Hereinafter, embodiments of the present invention will be described in detail.
A nonaqueous electrolyte secondary battery which is an example of an embodiment of the present invention includes a positive electrode including a positive electrode active material, a negative electrode, and a nonaqueous electrolyte including a nonaqueous solvent.
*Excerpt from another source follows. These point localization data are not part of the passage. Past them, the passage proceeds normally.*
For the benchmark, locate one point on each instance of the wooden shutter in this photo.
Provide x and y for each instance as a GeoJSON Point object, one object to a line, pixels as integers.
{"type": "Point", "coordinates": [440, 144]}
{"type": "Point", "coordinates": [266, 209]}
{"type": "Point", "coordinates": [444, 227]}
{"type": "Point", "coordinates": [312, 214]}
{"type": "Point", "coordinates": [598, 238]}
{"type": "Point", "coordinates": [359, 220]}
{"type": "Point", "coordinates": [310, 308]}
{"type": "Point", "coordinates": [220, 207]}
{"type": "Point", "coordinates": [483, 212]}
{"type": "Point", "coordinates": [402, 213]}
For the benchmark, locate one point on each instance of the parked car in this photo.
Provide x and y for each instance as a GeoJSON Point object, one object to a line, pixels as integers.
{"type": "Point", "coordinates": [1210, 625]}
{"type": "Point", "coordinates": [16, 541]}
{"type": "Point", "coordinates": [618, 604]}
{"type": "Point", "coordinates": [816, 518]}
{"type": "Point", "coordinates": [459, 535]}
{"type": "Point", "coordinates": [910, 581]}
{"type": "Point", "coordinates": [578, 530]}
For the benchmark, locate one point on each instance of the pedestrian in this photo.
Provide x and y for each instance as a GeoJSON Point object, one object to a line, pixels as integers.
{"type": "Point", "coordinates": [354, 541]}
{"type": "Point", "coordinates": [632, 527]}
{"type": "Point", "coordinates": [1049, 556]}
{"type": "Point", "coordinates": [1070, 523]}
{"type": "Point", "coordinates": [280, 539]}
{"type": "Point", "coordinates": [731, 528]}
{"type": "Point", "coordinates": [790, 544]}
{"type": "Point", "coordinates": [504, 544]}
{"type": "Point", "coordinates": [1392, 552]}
In addition, it is preferable to provide a separator between the positive electrode and the negative electrode. The nonaqueous electrolyte secondary battery has, for example, a structure in which an electrode body in which a positive electrode and a negative electrode are wound via a separator and a nonaqueous electrolyte are accommodated in an exterior body.

[Positive electrode]
The positive electrode includes, for example, a positive electrode current collector such as a metal foil and a positive electrode active material layer formed on the positive electrode current collector. As the positive electrode current collector, it is preferable to use a conductive thin film, particularly a metal foil or alloy foil that is stable in the potential range of the positive electrode such as aluminum, a film having a metal surface layer such as aluminum, and the like. The positive electrode active material layer preferably includes a conductive material and a binder in addition to the positive electrode active material.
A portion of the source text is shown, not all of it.